Hemant Chopra, Vanita Chopra.
Primary Tuberculosis of the Nose and Paranasal Sinuses.
Pak J Otolaryngol Jan ;18(2):32-4.

Tuberculosis is a chronic bacterial infection caused by Mycobacterium tuberculae and is characterized by the formation of caseating granulomas in infected tissues by cell mediated hypersensitivity, though primary tuberculosis of the sinonasal tract is considered infrequent, it is practical to keep the disease in mind in any case of undiagnosed clinical infection or inflammatory disease. Any undiagnosed pathology of the sinonasal tract should be suspected to be a case of tuberculosis until proved otherwise. Key Words: Tuberculosis, Sinonasal, Pathology.
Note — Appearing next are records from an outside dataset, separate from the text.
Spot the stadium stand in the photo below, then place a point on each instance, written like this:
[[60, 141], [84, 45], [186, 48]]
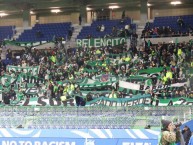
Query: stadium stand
[[95, 30], [6, 32], [45, 32], [169, 26]]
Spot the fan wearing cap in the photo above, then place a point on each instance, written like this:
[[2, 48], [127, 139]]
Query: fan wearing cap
[[191, 141], [168, 135]]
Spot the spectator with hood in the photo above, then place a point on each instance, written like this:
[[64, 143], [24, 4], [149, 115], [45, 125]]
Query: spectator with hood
[[169, 135]]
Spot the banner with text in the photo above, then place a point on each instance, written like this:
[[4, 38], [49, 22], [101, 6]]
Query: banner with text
[[34, 70], [98, 42], [79, 137]]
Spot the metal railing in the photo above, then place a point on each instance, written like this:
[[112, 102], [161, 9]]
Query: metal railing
[[91, 117]]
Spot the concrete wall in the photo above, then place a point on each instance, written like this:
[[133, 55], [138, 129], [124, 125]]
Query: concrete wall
[[18, 22], [58, 18], [173, 11]]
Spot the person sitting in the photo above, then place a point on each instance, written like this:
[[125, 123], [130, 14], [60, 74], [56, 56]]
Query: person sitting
[[102, 29], [180, 22], [113, 94], [98, 28], [169, 136]]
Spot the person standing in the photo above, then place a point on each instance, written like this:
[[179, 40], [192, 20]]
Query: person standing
[[186, 134], [191, 141], [80, 19], [169, 136]]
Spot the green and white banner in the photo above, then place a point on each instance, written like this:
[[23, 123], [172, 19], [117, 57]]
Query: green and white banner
[[142, 100], [98, 42], [34, 70]]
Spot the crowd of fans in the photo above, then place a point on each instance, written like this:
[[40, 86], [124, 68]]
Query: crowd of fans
[[167, 31]]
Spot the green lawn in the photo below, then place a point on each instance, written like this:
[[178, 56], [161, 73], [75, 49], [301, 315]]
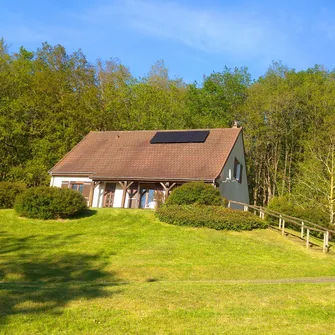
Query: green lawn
[[124, 272]]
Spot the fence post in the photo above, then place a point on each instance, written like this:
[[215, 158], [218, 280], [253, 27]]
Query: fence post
[[307, 239], [325, 241], [283, 227]]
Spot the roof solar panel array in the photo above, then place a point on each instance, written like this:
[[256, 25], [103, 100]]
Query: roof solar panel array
[[196, 136]]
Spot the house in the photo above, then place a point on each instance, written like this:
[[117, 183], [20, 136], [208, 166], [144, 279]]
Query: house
[[132, 169]]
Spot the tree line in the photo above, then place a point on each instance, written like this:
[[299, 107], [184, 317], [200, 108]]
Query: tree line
[[50, 99]]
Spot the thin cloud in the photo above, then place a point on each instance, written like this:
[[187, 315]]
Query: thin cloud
[[242, 34]]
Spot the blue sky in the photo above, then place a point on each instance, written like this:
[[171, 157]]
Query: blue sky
[[192, 37]]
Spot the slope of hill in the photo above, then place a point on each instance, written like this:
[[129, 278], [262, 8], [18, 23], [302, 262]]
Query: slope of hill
[[122, 271]]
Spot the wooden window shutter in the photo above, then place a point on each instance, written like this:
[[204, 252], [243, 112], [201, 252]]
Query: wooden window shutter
[[65, 184], [86, 190]]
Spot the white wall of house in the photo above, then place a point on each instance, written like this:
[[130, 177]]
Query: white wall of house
[[118, 196], [233, 190], [57, 181], [98, 195], [99, 190]]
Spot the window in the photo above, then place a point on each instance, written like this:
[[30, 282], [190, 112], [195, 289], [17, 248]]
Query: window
[[238, 170], [77, 187]]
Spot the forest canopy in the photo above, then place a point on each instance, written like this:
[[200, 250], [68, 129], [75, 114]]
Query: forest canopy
[[50, 99]]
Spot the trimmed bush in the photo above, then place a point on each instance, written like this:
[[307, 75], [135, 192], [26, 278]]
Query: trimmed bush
[[215, 217], [50, 203], [195, 193], [9, 192]]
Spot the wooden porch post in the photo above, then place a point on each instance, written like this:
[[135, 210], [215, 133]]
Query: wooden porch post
[[167, 188], [90, 197], [125, 185]]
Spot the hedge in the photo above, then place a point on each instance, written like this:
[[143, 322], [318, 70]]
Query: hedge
[[195, 193], [315, 215], [49, 203], [215, 217], [9, 192]]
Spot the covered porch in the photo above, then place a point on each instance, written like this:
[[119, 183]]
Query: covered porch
[[129, 193]]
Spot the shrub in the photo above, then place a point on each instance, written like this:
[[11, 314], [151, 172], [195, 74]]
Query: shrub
[[49, 203], [9, 192], [195, 193], [215, 217]]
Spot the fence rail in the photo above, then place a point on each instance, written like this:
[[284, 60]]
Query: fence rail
[[305, 226]]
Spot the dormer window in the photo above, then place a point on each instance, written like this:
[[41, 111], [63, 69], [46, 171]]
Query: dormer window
[[238, 170]]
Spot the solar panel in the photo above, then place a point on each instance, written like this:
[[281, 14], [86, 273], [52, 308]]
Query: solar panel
[[196, 136], [200, 136]]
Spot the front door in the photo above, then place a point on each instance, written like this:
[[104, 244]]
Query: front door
[[147, 197], [109, 194]]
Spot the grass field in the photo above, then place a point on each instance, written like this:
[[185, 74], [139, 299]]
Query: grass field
[[124, 272]]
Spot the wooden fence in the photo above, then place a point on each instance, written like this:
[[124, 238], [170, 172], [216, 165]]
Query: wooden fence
[[305, 226]]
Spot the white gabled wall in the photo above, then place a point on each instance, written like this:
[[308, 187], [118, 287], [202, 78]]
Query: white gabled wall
[[234, 190]]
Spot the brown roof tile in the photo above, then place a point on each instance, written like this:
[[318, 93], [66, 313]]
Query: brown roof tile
[[129, 155]]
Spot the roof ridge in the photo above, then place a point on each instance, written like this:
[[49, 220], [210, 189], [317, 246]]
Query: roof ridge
[[67, 154], [151, 130]]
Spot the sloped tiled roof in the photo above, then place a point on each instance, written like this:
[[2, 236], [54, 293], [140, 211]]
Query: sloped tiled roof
[[128, 155]]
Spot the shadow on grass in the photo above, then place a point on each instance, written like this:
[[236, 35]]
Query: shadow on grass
[[34, 281], [84, 214]]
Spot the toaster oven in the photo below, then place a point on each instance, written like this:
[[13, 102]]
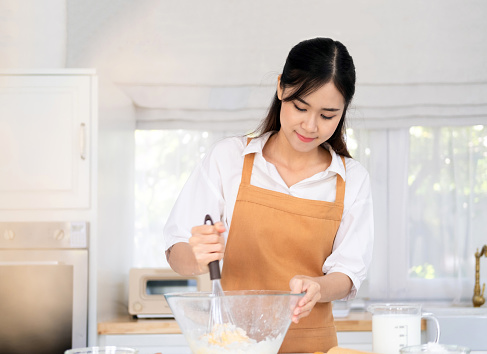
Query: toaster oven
[[147, 287]]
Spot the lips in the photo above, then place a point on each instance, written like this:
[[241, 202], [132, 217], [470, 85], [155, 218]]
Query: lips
[[304, 139]]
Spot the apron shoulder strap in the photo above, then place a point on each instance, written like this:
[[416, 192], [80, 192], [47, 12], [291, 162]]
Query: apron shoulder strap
[[247, 167]]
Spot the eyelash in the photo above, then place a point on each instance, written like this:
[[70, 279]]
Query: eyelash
[[304, 110]]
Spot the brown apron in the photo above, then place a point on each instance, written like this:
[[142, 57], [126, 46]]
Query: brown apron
[[275, 236]]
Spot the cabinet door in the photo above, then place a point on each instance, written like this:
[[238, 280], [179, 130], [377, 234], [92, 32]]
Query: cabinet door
[[45, 130]]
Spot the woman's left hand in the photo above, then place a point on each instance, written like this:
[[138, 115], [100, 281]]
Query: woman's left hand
[[300, 284]]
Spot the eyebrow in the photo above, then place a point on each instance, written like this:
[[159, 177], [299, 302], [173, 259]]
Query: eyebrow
[[323, 109]]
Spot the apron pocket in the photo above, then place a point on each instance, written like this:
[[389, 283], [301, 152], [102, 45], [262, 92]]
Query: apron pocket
[[309, 340]]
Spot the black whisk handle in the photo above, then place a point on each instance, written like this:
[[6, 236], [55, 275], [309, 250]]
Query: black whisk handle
[[215, 265]]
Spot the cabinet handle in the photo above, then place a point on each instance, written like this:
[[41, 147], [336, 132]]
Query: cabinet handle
[[82, 141], [20, 263]]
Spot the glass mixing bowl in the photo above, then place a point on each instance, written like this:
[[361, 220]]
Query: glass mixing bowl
[[255, 321]]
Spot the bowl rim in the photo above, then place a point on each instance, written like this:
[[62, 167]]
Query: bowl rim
[[233, 293]]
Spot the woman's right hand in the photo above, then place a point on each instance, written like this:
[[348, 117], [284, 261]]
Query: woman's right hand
[[207, 244]]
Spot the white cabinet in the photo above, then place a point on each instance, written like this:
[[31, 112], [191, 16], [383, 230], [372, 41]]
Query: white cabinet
[[47, 124], [148, 343]]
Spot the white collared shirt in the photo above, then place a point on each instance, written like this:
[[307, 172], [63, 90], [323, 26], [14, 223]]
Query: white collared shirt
[[213, 186]]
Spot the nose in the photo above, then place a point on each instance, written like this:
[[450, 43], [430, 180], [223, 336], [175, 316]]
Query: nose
[[309, 123]]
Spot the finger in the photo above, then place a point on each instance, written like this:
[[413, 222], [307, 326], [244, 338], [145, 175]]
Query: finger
[[219, 227], [296, 285], [204, 230]]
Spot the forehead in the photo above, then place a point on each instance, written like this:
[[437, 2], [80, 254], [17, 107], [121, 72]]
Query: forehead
[[326, 95]]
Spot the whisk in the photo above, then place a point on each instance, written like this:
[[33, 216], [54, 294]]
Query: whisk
[[219, 314]]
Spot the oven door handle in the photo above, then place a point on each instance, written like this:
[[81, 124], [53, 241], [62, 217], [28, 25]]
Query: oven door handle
[[29, 263]]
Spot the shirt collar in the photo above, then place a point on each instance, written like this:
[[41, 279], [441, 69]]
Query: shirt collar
[[256, 145]]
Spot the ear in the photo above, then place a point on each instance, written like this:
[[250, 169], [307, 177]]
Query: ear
[[279, 89]]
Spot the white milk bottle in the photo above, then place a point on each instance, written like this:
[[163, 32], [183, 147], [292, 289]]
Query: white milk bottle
[[395, 326]]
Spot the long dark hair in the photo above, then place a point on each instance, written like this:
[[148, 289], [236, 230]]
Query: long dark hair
[[311, 64]]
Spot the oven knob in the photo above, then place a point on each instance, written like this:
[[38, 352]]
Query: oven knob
[[9, 235], [138, 306]]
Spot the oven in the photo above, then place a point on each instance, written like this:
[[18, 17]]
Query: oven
[[44, 287]]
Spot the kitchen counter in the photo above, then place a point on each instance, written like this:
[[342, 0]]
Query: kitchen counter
[[354, 322]]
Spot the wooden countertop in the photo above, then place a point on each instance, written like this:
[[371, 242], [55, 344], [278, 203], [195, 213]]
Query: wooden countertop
[[355, 322]]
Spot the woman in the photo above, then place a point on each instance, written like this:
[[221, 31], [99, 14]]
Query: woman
[[298, 208]]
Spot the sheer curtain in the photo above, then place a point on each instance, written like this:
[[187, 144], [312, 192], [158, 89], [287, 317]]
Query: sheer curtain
[[430, 201]]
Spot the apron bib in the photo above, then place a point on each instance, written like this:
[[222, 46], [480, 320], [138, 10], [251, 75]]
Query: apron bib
[[275, 236]]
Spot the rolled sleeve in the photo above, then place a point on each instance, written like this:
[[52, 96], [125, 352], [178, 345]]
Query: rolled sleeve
[[352, 249]]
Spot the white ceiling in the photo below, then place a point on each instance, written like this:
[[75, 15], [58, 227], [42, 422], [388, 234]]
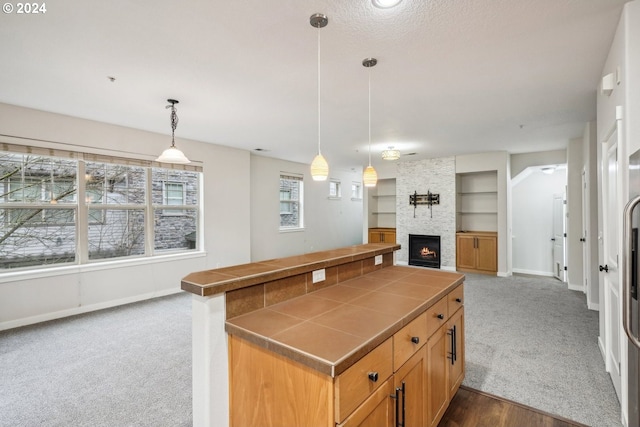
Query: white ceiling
[[453, 76]]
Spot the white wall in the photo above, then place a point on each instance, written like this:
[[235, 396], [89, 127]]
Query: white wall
[[328, 223], [575, 279], [590, 168], [532, 210], [500, 162], [30, 297]]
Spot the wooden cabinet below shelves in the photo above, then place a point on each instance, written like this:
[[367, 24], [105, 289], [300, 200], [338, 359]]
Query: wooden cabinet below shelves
[[382, 235], [477, 251]]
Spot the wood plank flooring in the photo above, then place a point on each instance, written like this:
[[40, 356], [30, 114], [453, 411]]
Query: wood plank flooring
[[473, 408]]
CASE REPORT: G.S. a 40 years old male presented in the ENT ward of Dayanand Medical College and Hospital Ludhiana on 18th Jan 2000 with complaints of left sided progressively increasing nasal obstruction for the past three months and swelling left side of the face for the past forty days. There was no past history suggestive of syphilis, pulmonary tuberculosis, trauma or bleeding from the nose. History regarding pain, nasal discharge, anosmia or other systemic symptoms was negative. Clinical examination revealed a swelling over left half of the face localized to naso-orbital groove causing widening of the gap between bridge of nose and the medial canthus. Swelling was firm, tender and fixed, overlying skin was normal. Alar cartilages were thickened on left side. Nasal cavity revealed a grayish mass arising from the lateral wall of the nose filling almost whole of the nasal cavity upto the inferior meatus. It did not bleed on probing. Right nasal cavity and postnasal space like the rest of the examination did not reveal any abnormality. Routine investigations including x-ray chest were normal, x-ray paranasal sinuses showed haziness of left maxillary sinus and mass in the left nasal cavity with no bony or cartilagenous erosion. CT scan revealed infiltration into the maxillary sinus, ethmoids, lamina papyraecea was pushed laterally, no infilteration into the orbit was seen, sphenoid and frontal sinuses were clear. The mass on biopsy revealed stratified squamous epithelium with focci of ulceration. Dense inflammatory infiltrate composed of lymphocytes and plasma cells, interspersed with Langhans/foreign body giant cells and area of necrosis consistent with tuberculosis were seen. AFB stain for tuberculosis was negative. The nasal mass along with the antral mass was excised endoscopically and a wide antrostomy was made. There was evidence of submucosal spread of the disease. After full surgical debridement, the patient was put on standard antitubercular regime and showed improvement in due course of time and now is symptom free.